A Novel Method of Text Attribution Based on the Statistics of Numerals
Андрей Вячеславович Зенков
Докладчик
доцент
Уральский федеральный университет им. Б. Н. Ельцина
Уральский федеральный университет им. Б. Н. Ельцина
193
2018-03-23
14:45 -
15:05
Ключевые слова, аннотация
Benford’s law; first significant digit; stylometry; text attribution; Pearson's chi-squared test; Mann-Whitney U test; Kruskal-Wallis test
Тезисы
A novel method of statistical analysis of texts is suggested. The frequency distribution of the first significant digits in numerals of connected authorial English-language texts is considered. Benford’s law is found to hold approximately for these frequencies with a marked predominance of the digit 1. Differences between the Benford-like distributions for the texts by different authors are statistically significant author peculiarities that allow, under certain conditions, to consider the problem of authorship. The actual frequency of occurrence usually is higher than the probability according to Benford’s law for the first significant digits 1, 2, and sometimes 3; for greater digits, the situation is reversed, and the digits distributions are characterized by strong fluctuations thus making these distributions unrepresentative for our purpose. The approach suggested and the conclusions are backed by the examples of the computer analysis of works by W. M. Thackeray, M. Twain, R. L. Stevenson, et al. The results are confirmed on the basis of the parametric Pearson chi-squared test as well as the non-parametric Mann–Whitney U test and Kruskal–Wallis test.

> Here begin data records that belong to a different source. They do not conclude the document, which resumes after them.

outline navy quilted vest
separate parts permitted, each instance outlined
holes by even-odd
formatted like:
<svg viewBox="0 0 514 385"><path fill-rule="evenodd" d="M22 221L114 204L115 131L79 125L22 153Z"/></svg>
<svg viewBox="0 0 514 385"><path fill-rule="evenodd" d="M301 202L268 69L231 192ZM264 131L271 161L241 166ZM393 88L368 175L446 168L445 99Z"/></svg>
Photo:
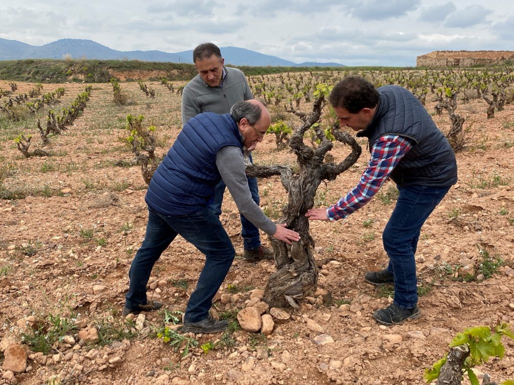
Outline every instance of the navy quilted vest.
<svg viewBox="0 0 514 385"><path fill-rule="evenodd" d="M239 129L229 114L204 112L190 119L154 174L145 198L149 206L171 216L205 207L221 180L216 154L226 146L242 151Z"/></svg>
<svg viewBox="0 0 514 385"><path fill-rule="evenodd" d="M446 186L457 181L455 154L420 102L408 90L398 86L377 89L380 101L370 125L357 137L369 139L370 151L379 138L400 135L415 144L391 174L400 186Z"/></svg>

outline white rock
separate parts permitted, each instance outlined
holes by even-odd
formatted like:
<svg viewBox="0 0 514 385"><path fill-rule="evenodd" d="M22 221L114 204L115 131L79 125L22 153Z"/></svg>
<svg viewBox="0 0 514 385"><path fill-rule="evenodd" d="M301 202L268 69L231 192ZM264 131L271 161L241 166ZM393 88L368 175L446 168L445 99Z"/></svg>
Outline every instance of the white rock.
<svg viewBox="0 0 514 385"><path fill-rule="evenodd" d="M258 332L262 326L261 314L255 307L246 307L237 313L237 320L244 330Z"/></svg>
<svg viewBox="0 0 514 385"><path fill-rule="evenodd" d="M275 327L273 317L269 314L263 314L261 316L261 321L262 323L261 332L265 336L269 336L273 332L273 328Z"/></svg>
<svg viewBox="0 0 514 385"><path fill-rule="evenodd" d="M310 318L305 318L307 328L316 333L325 333L325 330L318 322Z"/></svg>
<svg viewBox="0 0 514 385"><path fill-rule="evenodd" d="M328 343L334 343L334 339L328 334L321 334L315 337L313 341L317 345L326 345Z"/></svg>

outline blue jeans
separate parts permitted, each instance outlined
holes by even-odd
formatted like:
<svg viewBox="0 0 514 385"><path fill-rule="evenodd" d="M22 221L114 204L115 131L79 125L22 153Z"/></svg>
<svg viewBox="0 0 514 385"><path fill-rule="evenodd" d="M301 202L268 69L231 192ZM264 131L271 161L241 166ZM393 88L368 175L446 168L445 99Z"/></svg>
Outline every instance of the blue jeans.
<svg viewBox="0 0 514 385"><path fill-rule="evenodd" d="M251 161L251 156L250 157ZM261 202L259 196L259 186L257 184L256 178L247 178L248 181L248 187L250 192L252 194L252 199L258 206ZM207 207L215 215L219 217L222 214L222 203L223 202L223 195L225 194L225 188L227 187L225 182L222 180L214 187L214 195L212 198L212 202ZM252 222L247 219L243 215L241 217L241 236L243 237L243 244L245 248L254 249L261 246L261 238L259 228L255 227Z"/></svg>
<svg viewBox="0 0 514 385"><path fill-rule="evenodd" d="M177 234L205 255L205 265L196 288L186 309L184 320L196 322L206 318L212 298L228 273L235 251L227 232L215 215L207 207L193 214L177 217L162 215L149 208L146 234L132 261L130 286L125 306L133 310L145 304L146 284L154 264Z"/></svg>
<svg viewBox="0 0 514 385"><path fill-rule="evenodd" d="M417 303L414 254L421 226L451 186L398 186L396 205L382 233L389 257L387 270L394 275L394 303L401 309Z"/></svg>

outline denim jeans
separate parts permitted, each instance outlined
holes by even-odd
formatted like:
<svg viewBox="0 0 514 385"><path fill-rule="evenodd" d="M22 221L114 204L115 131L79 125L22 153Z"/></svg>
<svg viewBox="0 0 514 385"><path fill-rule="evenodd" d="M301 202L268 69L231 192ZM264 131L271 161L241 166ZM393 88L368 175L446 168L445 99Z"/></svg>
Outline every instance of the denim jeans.
<svg viewBox="0 0 514 385"><path fill-rule="evenodd" d="M451 186L398 186L396 205L382 233L389 257L387 270L394 275L394 303L401 309L417 303L414 254L421 226Z"/></svg>
<svg viewBox="0 0 514 385"><path fill-rule="evenodd" d="M134 309L146 303L146 284L152 268L179 234L206 256L205 265L184 314L184 320L187 322L201 321L207 317L212 298L235 256L230 239L219 220L207 207L193 214L177 217L162 215L150 208L148 210L144 240L128 272L130 286L125 306Z"/></svg>
<svg viewBox="0 0 514 385"><path fill-rule="evenodd" d="M251 156L250 160L251 161ZM259 205L261 199L259 196L259 186L257 184L256 178L247 178L248 187L252 194L252 199ZM225 194L225 188L227 187L223 180L220 181L214 187L214 194L212 202L208 206L209 208L217 216L222 214L222 203L223 202L223 195ZM252 222L241 215L241 236L243 237L243 247L245 248L254 249L261 246L260 235L259 228L255 227Z"/></svg>

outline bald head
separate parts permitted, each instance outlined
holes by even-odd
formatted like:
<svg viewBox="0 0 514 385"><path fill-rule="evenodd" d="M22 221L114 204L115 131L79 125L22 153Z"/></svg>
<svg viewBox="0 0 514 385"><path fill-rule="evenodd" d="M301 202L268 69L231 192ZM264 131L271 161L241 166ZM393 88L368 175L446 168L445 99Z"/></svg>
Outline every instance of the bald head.
<svg viewBox="0 0 514 385"><path fill-rule="evenodd" d="M230 109L230 115L237 124L243 118L246 118L252 125L259 123L268 127L271 123L271 117L268 109L255 99L236 103Z"/></svg>

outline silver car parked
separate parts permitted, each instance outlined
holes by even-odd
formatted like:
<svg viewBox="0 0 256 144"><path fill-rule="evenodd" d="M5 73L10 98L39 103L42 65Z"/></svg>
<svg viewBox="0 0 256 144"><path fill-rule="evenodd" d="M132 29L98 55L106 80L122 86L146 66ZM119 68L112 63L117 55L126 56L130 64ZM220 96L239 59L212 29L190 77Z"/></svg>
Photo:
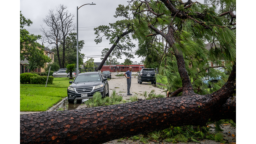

To acquire the statistical stability of the frequency characteristics we are interested in, the texts should be long enough: a novel, a story, but apparently not an essay. According to our observations, for texts larger than 200 Kb (the size of the txt file), the frequencies of the first significant digits begin to stabilize.
Our methodology can be an addition to the traditional textual practices of taking into account the length of sentences, the length of words, the frequencies of use of service words, etc. Of course, our analysis requires that numerals do not coincide with indefinite articles (like ‘ein’ in German and ‘un’ in French).